Another important issue concerns to the development of more effective strategies to promote the integration of tissue constructs with the host healthy tissue in an osteochondral defect, although in total replacement the strategy would primarily to be to anchor the neocartilage to underlying bone. Furthermore, the underlying biological behaviour of the tissue, the early-stage developmental biology, haemostatic processes in adult tissue, and the inflammatory environment in osteoarthritic joints need further understanding.

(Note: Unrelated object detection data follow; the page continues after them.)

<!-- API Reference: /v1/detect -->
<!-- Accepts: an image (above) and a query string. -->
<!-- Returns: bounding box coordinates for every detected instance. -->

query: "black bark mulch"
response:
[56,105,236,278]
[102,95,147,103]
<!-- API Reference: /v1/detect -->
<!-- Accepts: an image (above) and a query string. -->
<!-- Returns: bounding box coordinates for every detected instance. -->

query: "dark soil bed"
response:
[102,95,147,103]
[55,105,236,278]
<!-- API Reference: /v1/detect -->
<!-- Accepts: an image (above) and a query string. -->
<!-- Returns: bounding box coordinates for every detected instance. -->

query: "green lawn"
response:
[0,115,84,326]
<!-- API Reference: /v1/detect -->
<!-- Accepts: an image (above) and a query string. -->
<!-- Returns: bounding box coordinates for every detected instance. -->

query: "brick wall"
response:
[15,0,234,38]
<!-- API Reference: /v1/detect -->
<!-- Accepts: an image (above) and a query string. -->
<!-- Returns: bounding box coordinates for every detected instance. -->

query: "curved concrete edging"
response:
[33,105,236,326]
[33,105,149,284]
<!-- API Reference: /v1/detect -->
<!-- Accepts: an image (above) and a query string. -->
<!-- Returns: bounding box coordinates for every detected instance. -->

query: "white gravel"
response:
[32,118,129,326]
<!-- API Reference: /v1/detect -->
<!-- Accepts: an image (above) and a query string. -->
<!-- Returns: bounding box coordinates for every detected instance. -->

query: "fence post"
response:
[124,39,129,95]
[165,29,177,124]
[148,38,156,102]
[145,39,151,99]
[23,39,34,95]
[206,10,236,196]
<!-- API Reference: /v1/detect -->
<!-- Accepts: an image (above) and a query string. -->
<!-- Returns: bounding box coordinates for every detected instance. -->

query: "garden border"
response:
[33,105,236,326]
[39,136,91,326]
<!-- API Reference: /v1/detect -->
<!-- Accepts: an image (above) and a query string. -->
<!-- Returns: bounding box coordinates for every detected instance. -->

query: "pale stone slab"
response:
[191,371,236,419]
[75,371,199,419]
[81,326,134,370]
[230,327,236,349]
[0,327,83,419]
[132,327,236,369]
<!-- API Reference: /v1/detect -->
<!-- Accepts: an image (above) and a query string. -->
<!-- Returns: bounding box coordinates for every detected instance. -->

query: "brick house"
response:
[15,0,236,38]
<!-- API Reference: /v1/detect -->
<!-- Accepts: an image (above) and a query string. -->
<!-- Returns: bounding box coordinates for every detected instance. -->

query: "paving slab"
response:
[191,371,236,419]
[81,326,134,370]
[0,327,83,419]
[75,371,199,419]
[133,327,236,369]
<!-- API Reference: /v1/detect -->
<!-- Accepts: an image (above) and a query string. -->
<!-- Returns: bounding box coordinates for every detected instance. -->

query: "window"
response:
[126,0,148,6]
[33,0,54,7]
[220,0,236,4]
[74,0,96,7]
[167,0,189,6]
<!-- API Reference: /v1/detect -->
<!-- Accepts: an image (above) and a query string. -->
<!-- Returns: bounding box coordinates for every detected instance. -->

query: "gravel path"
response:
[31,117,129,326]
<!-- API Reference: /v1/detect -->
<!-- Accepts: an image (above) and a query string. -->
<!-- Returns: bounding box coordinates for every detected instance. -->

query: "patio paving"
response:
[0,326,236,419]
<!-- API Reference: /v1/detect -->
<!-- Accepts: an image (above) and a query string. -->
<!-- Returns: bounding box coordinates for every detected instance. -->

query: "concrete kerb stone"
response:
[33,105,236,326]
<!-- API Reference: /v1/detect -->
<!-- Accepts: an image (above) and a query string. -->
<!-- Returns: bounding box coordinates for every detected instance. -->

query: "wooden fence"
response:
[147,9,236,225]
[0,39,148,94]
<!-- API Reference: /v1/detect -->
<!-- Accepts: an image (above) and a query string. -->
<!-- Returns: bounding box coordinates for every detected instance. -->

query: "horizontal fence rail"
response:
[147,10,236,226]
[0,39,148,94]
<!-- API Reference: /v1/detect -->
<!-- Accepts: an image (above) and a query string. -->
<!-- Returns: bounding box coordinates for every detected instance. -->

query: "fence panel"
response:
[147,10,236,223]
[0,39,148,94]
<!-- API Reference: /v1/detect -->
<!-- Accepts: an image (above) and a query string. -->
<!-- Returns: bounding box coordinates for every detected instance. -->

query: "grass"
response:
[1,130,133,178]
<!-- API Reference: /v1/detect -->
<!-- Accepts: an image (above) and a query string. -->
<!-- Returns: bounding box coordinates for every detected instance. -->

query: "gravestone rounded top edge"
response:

This knowledge may unlock key aspects of the tissue which may guide tissue engineering strategies. This could require a strategy of multiple stimulatory factors (e.g. growth factors and mechanical stimulation) over an extended maturation time of up to many years to mimic the underlying biological development of the tissue and even then, the incorporation of permanent mechanical structures may be necessary. Subsequently, future studies should focus on a multi-stimulatory environment, long-term studies to determine phenotypic alterations and tissue formation, and the development of novel bioreactor systems that can more accurately resemble the in vivo environment. Furthermore, novel approaches utilising gene therapy combined with tissue engineering scaffolds are also a promising approach which may offer a route to solving intractable issues surrounding articular cartilage degeneration [224, 225]. Finally, a clear and considered route in the development process of the materials, structures, and strategy should be evaluated prior and during the research phase to expediate clinical and regulatory approval. This will allow faster and more successful access to animal trials and eventually human clinical trials with the prospect of an efficacious therapy being developed.